Voici mon explication de vote sur cette Résolution:

« L’Union européenne ne peut céder face au terrorisme, à la haine et à la barbarie. À travers cette résolution ambitieuse que je soutiens pleinement, le Parlement appelle à l’adoption d’une stratégie globale et cohérente pour lutter contre cette menace qui nous concerne tous. Notre approche s’inscrit dans une démarche pluridimensionnelle, axée sur une dimension tant sécuritaire que préventive, et toujours respectueuse de l’État de droit. Pour empêcher la préparation de nouveaux attentats sur notre territoire, il est tout d’abord indispensable de doter les autorités policières et judiciaires d’instruments européens adéquats et efficaces pour leur permettre de mener à bien leur mission. Certaines mesures existent déjà, mais devront être réévaluées et pleinement mises en œuvre. Les eurodéputés soulignent également l’importance de s’attaquer aux racines du terrorisme et aux facteurs sous-jacents de la radicalisation, en insistant sur le rôle fondamental de l’école et des politiques d’inclusion sociale. Ils exhortent l’Union européenne à participer pleinement à la mise en place d’un partenariat global de lutte contre le terrorisme. Enfin, le Parlement s’engage avec ce texte à travailler à la finalisation de la directive sur le PNR européen d’ici à la fin de l’année, ce dont je ne peux que me féliciter. »

Débat sur l’avenir de Frontex et l’EASO

Ce mercredi de plénière, j’ai également pu prendre part au débat sur l’avenir de Frontex et de l’EASO (le Bureau européen d’appui en matière d’asile). Alors que l’accent est plus souvent mis sur Frontex et le contrôle des frontières extérieures de l’Union, j’ai tenu à replacer le curseur sur la nécessité d’accueillir davantage de réfugiés en Europe, par le biais de voies d’accès légales et sûres (comme les visas humanitaires). L’EASO, agence méconnue, occupe un rôle clé d’expertise, de coordination et de soutien aux États-membres en matière d’asile.

Voici le texte de mon intervention dans le cadre de ce débat :

« L’Europe forteresse et le « tout sécuritaire » ne peuvent plus rester l’alpha et l’oméga de notre politique migratoire commune. Il faut au contraire accorder toute notre énergie à œuvrer en faveur du respect des droits fondamentaux des migrants et des demandeurs d’asile.

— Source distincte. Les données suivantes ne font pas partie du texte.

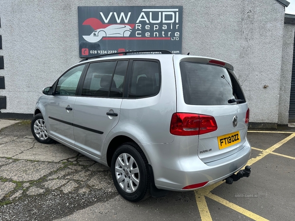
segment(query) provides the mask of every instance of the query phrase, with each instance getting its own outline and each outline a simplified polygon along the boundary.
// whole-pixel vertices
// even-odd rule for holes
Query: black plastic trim
[[[77,127],[78,128],[80,128],[83,130],[85,130],[86,131],[90,131],[91,132],[93,132],[93,133],[95,133],[96,134],[103,134],[103,132],[102,131],[97,131],[96,130],[94,130],[91,128],[89,128],[88,127],[84,127],[83,126],[81,126],[81,125],[79,125],[78,124],[73,124],[72,123],[70,123],[69,122],[67,121],[65,121],[64,120],[60,120],[59,119],[58,119],[58,118],[56,118],[55,117],[52,117],[51,116],[49,116],[48,117],[50,119],[52,119],[54,120],[56,120],[57,121],[59,121],[60,122],[60,123],[62,123],[65,124],[67,124],[68,125],[70,125],[70,126],[72,126],[73,127]]]
[[[55,118],[54,117],[51,117],[51,116],[49,116],[48,118],[49,119],[52,119],[53,120],[56,120],[57,121],[60,122],[60,123],[64,123],[64,124],[67,124],[68,125],[73,126],[73,124],[72,123],[70,123],[70,122],[67,122],[67,121],[65,121],[64,120],[60,120],[59,119]]]
[[[147,50],[147,51],[134,51],[132,52],[117,52],[117,53],[112,54],[104,54],[103,55],[100,55],[97,56],[93,56],[92,57],[86,57],[84,59],[82,59],[80,61],[80,62],[85,61],[89,59],[99,58],[99,57],[103,57],[106,56],[112,56],[114,55],[126,55],[127,54],[138,54],[138,53],[152,53],[152,52],[161,52],[161,54],[159,55],[172,55],[172,53],[168,50]]]
[[[85,130],[86,131],[90,131],[91,132],[95,133],[96,134],[103,134],[103,132],[100,131],[97,131],[96,130],[94,130],[91,128],[89,128],[88,127],[84,127],[83,126],[78,125],[78,124],[73,124],[73,126],[75,127],[77,127],[78,128],[80,128],[83,130]]]
[[[0,89],[5,89],[5,78],[0,76]]]
[[[4,69],[4,58],[2,55],[0,55],[0,69]]]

Plus que la surveillance des frontières, la vraie priorité porte sur la mise en œuvre cohérente et effective du Régime d’asile européen commun. En ce sens, le Bureau européen d’appui en matière d’asile a un rôle de coordination clé à jouer, notamment pour les programmes de réinstallation des réfugiés et la mise en place des visas humanitaires. Pour permettre à l’EASO de répondre à cet objectif ambitieux et essentiel, il importe d’augmenter les fonds européens qui lui sont alloués de façon substantielle.

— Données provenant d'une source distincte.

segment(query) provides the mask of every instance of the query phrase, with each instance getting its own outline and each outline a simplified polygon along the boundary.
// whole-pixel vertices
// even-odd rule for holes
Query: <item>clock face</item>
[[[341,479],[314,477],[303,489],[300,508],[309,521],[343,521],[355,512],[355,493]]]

Federica Mogherini a annoncé que l’Union européenne apportera un soutien financier à hauteur de un milliards d’euros dans le cadre de sa stratégie régionale pour la Syrie et l’Irak, pour les années 2015 et 2016. L’EASO a toute sa place à prendre dans cette stratégie. Les chantiers sont immenses : aider les personnes réfugiées sur place, en particulier les plus vulnérables. Améliorer les capacités des systèmes d’asile des pays du voisinage. Mais aussi et surtout accentuer nos efforts pour accueillir davantage de demandeurs d’asile dans l’Union européenne, dans des conditions décentes et par des voies d’accès sûres et légales.

La majorité des personnes qui souhaitent rejoindre l’Europe aujourd’hui fuient la guerre et ont le droit à une protection internationale. Il ne s’agit ni de « flux » ni de « pressions », mais bien de personnes, hommes, femmes et enfants, en quête d’un avenir meilleur. »

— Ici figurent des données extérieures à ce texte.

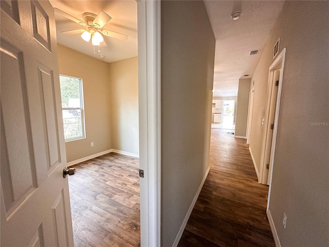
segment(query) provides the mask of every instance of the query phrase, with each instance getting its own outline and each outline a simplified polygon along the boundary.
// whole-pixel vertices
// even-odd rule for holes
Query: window
[[[85,137],[82,79],[60,75],[65,142]]]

Cadre de l’Union européenne pour la démocratie, l’État de droit et les droits fondamentaux

Mercredi 11 février, en session plénière, j’ai pu intervenir lors d’un débat sur le cadre de l’Union européenne pour la démocratie, l’État de droit et les droits fondamentaux. Aujourd’hui, les valeurs européennes ne sont pas protégées de la même façon au sein des États-membres (comme en Hongrie par exemple). Des valeurs qu’ils se sont pourtant engagés à protéger et à défendre lors de leur adhésion à l’Union européenne, à travers les fameux « critères de Copenhague ». Pour s’assurer du respect de la démocratie et l’État de droit partout en Europe, le Parlement européen demande l’adoption d’un mécanisme de suivi et de contrôle du respect des critères de Copenhague.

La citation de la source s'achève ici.